A sickly woman, the entangled nature of whose insufficient garments would defy description, is sitting on a low stool before the fire, suckling a miserably dirty infant; a boy, whose only covering is a tattered shirt, is putting fresh, but, alas, damp turf beneath the pot in which are put to boil the potatoes – their only food. Two or three dim children – their number is lost in their obscurity – are cowering round the dull, dark fire, atop of one another; and on a miserable pallet beyond – a few rotten boards, propped upon equally infirm supports, and covered over with only one thin black quilt – is sitting the master of the mansion; his grizzly, unshorn beard, his lantern jaws and shaggy hair, are such as his home and family would lead one to expect. And now you have counted all that this man possesses; other furniture has he none – neither table nor chair, except that low stool on which his wife is sitting. Squatting on the ground – from off the ground, like pigs, only much more poorly fed – his children eat the scanty earnings of his continual labour.
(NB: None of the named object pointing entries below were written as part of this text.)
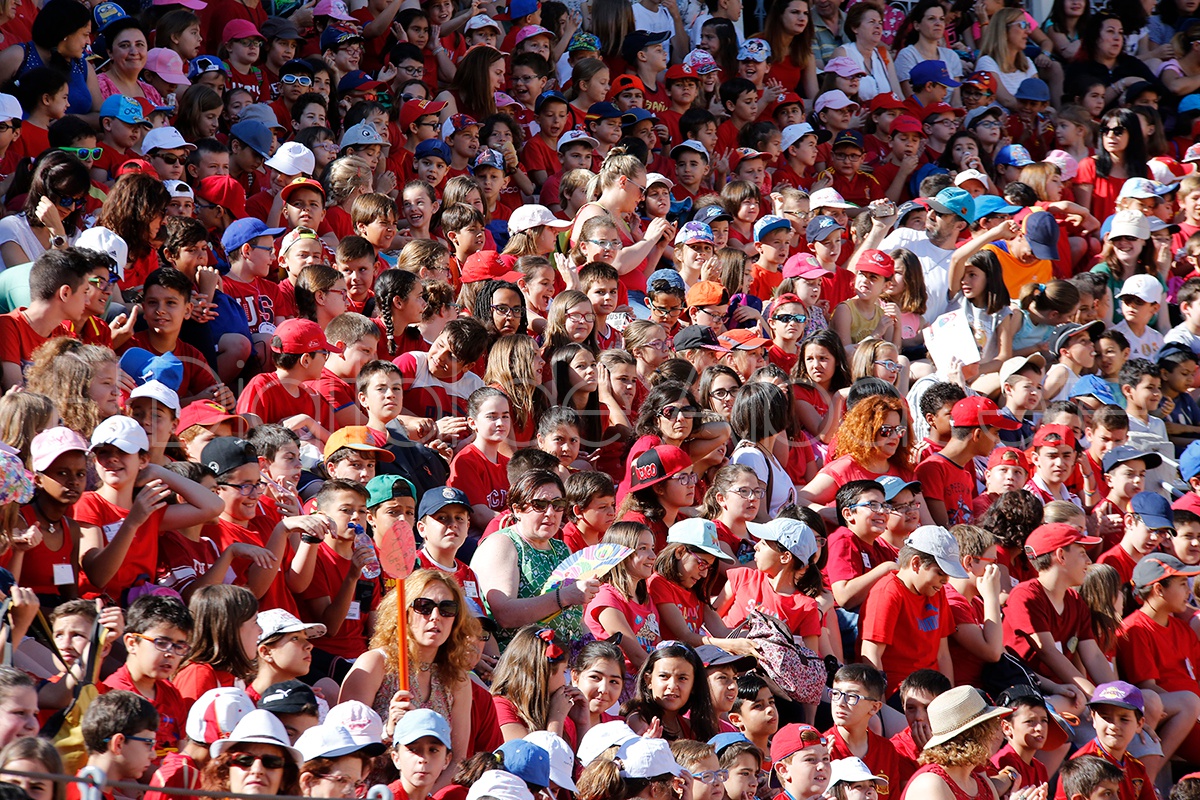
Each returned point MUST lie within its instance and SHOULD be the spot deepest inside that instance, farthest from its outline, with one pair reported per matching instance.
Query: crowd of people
(660, 400)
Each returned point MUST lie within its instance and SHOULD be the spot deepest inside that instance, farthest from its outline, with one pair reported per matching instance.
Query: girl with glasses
(442, 650)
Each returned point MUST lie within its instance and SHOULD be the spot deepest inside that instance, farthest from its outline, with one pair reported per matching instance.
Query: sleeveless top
(535, 569)
(78, 94)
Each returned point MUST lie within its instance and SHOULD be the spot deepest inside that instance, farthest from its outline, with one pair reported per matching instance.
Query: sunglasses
(84, 154)
(246, 761)
(447, 608)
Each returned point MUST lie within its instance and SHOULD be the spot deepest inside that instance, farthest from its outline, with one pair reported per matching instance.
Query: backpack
(793, 667)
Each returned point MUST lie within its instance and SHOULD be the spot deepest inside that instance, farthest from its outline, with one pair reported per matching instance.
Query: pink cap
(51, 444)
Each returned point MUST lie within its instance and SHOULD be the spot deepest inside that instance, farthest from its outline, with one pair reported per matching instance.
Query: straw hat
(958, 710)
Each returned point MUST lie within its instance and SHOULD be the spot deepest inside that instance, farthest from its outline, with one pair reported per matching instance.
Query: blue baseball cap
(1153, 509)
(1013, 155)
(125, 109)
(245, 230)
(433, 500)
(989, 204)
(768, 223)
(432, 148)
(931, 71)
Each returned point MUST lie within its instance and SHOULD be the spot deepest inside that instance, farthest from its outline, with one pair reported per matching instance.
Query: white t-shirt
(935, 262)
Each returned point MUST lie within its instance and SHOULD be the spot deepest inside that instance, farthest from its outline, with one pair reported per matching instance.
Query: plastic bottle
(371, 569)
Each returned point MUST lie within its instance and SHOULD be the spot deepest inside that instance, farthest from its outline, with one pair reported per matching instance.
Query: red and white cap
(216, 713)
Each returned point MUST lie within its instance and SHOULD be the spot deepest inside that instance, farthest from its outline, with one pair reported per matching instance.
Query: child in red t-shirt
(480, 469)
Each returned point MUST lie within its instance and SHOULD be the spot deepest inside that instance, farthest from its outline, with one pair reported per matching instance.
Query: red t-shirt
(483, 481)
(1029, 611)
(911, 625)
(267, 397)
(141, 563)
(881, 758)
(753, 590)
(167, 702)
(943, 480)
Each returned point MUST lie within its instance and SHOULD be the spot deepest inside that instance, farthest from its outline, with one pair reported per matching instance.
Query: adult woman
(869, 445)
(53, 209)
(60, 37)
(127, 47)
(439, 656)
(255, 759)
(789, 30)
(473, 89)
(760, 421)
(864, 28)
(923, 32)
(1002, 54)
(285, 650)
(622, 184)
(135, 210)
(1122, 155)
(963, 731)
(514, 564)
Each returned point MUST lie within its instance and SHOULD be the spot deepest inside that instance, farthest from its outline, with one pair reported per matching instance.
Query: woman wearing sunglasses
(515, 563)
(255, 759)
(442, 650)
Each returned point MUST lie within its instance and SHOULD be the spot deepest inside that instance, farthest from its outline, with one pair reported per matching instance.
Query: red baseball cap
(793, 738)
(1008, 457)
(223, 191)
(208, 413)
(1054, 434)
(876, 262)
(1047, 539)
(976, 411)
(300, 336)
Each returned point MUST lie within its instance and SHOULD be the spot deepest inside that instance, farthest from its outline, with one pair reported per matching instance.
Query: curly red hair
(861, 428)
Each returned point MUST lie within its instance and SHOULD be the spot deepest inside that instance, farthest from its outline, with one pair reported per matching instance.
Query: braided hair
(390, 286)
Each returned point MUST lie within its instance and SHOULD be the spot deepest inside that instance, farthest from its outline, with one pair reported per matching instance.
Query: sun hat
(958, 710)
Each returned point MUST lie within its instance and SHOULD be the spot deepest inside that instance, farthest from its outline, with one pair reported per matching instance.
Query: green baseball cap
(388, 487)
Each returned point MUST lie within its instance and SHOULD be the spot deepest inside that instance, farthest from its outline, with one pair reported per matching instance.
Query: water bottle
(371, 569)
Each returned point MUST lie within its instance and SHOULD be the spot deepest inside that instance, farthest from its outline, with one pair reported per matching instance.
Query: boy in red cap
(1045, 619)
(947, 477)
(300, 352)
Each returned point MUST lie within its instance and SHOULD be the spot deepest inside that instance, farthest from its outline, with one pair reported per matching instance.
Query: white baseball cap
(292, 158)
(106, 241)
(533, 215)
(156, 390)
(1144, 287)
(216, 713)
(562, 757)
(165, 138)
(121, 432)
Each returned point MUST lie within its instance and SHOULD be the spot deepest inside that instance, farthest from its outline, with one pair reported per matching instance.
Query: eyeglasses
(246, 489)
(162, 644)
(712, 777)
(606, 244)
(83, 154)
(544, 504)
(789, 319)
(837, 696)
(246, 761)
(425, 606)
(875, 506)
(673, 411)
And yet for this abode the man pays rent.
The miserable appearance of Irish peasants, when in the very lowest poverty, strikes one more forcibly in the towns than in the open country. The dirt and filth around them seems so much more oppressive on them; they have no escape from it. There is much also in ideas and associations. On a road-side, or on the borders of a bog, the dusty colour of the cabin walls, the potato patch around it, the green scraughs or damp brown straw which form its roof, all the appurtenances, in fact, of the cabin, seem suited to the things around it. But in a town this is not so. It evidently should not be there – its squalidness and filth are all that strike you. Poverty, to be picturesque, should be rural. Suburban misery is as hideous as it is pitiable.
Again, see that big house, with such pretensions to comfort, and even elegance, – with its neat slated roof, brass knocker on the door, verandahs to the large sashed windows, and iron railing before the front. Its very grandeur is much more striking, that from each gable-end hangs another cabin, the same as those we have above described. It is true that an entrance for horses, cars, and carriages has been constructed, as it were through one end of the house itself; otherwise the mansion is but one house in the continuous street.
Here lives Mr. Cassidy, the agent; a fat, good-natured, easy man, with an active grown up son. Every one says that Mr. Cassidy is a good man, as good to the poor as he can be. But he is not the landlord, he is only the agent. What can he do more than he does? Is the landlord then so hard a man? so regardless of those who depend on him in all their wants and miseries? No, indeed; Lord Birmingham is also a kind, good man, a most charitable man! Look at his name on all the lists of gifts for unfortunates of every description. Is he not the presiding genius of the company for relieving the Poles? a vice-presiding genius for relieving destitute authors, destitute actors, destitute clergymen's widows, destitute half-pay officers' widows? Is he not patron of the Mendicity Society, patron of the Lying-in, Small Pox, Lock, and Fever Hospitals? Is his name not down for large amounts in aid of funds of every description for lessening human wants and pangs? How conspicuous and eager a part too he took in giving the poor Blacks their liberty! was not his aid strongly and gratefully felt by the friends of Catholic emancipation? In short, is not every one aware that Lord Birmingham has spent a long and brilliant life in acts of public and private philanthropy? 'Tis true he lives in England, was rarely in his life in Ireland, never in Mohill. Could he be blamed for this? Could he live in two countries at once? or would the world have been benefited had he left the Parliament and the Cabinet, to whitewash Irish cabins, and assist in the distribution of meal?